BASE-Q: Bias and Asymmetric Scaling Enhanced Rotational Quantization for Large Language Models

Rotations have become essential to state-of-the-art quantization pipelines for large language models (LLMs) by effectively smoothing outliers in weights and activations. However, further optimizing the rotation parameters offers only limited performance gains and introduces significant training overhead: due to rotation parameter sharing, full-model must be loaded simultaneously to enable backpropagation, resulting in substantial memory consumption and limited practical utility. In this work, we identify two fundamental limitations of current rotational quantization methods: (i) rotation fails to align channel means, resulting in wider quantization bounds and increased rounding errors; and (ii) rotation makes the activation distribution more Gaussian-like, increasing energy loss caused by clipping errors.

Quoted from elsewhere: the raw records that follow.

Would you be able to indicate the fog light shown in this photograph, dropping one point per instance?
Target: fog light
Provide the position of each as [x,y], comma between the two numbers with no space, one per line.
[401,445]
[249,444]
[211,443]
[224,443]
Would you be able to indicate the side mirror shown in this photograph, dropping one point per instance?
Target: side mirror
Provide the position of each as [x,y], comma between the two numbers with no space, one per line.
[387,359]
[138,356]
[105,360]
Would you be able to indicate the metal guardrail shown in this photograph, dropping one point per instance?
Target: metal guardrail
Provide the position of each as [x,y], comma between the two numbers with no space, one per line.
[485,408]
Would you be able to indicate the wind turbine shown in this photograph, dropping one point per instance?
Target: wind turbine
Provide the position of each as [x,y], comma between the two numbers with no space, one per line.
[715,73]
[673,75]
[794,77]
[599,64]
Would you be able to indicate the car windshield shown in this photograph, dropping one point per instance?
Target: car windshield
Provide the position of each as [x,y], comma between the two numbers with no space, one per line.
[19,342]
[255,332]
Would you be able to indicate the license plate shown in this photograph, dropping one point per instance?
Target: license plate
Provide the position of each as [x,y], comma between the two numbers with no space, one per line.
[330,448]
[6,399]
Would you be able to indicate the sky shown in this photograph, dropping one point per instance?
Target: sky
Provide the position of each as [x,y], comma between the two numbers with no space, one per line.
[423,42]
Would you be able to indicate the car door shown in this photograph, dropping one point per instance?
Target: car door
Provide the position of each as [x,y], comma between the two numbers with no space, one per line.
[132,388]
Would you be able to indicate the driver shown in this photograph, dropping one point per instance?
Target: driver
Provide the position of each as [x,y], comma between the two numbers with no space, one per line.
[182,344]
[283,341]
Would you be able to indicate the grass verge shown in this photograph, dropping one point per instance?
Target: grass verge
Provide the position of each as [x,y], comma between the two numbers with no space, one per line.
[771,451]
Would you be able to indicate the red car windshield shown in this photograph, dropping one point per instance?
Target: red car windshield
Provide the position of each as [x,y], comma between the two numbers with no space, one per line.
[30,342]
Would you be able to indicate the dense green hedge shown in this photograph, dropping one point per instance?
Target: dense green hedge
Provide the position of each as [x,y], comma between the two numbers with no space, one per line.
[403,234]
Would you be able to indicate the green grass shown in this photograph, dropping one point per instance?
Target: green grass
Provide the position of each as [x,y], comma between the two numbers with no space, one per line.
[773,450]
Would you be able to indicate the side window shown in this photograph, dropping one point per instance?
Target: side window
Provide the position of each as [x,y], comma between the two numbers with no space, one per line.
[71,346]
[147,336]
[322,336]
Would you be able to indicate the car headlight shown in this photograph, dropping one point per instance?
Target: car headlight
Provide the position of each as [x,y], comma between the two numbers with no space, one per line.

To address these issues, we introduce \textbf{BASE-Q}, a simple yet powerful approach that combines bias correction and asymmetric scaling to effectively reduce rounding and clipping errors. Furthermore, BASE-Q enables blockwise optimization, eliminating the need for memory-intensive full-model backpropagation. Extensive experiments on various LLMs and benchmarks demonstrate the effectiveness of BASE-Q, narrowing the accuracy gap to full-precision models by 50.5\%, 42.9\%, and 29.2\% compared to QuaRot, SpinQuant, and OSTQuant, respectively. The code will be released soon.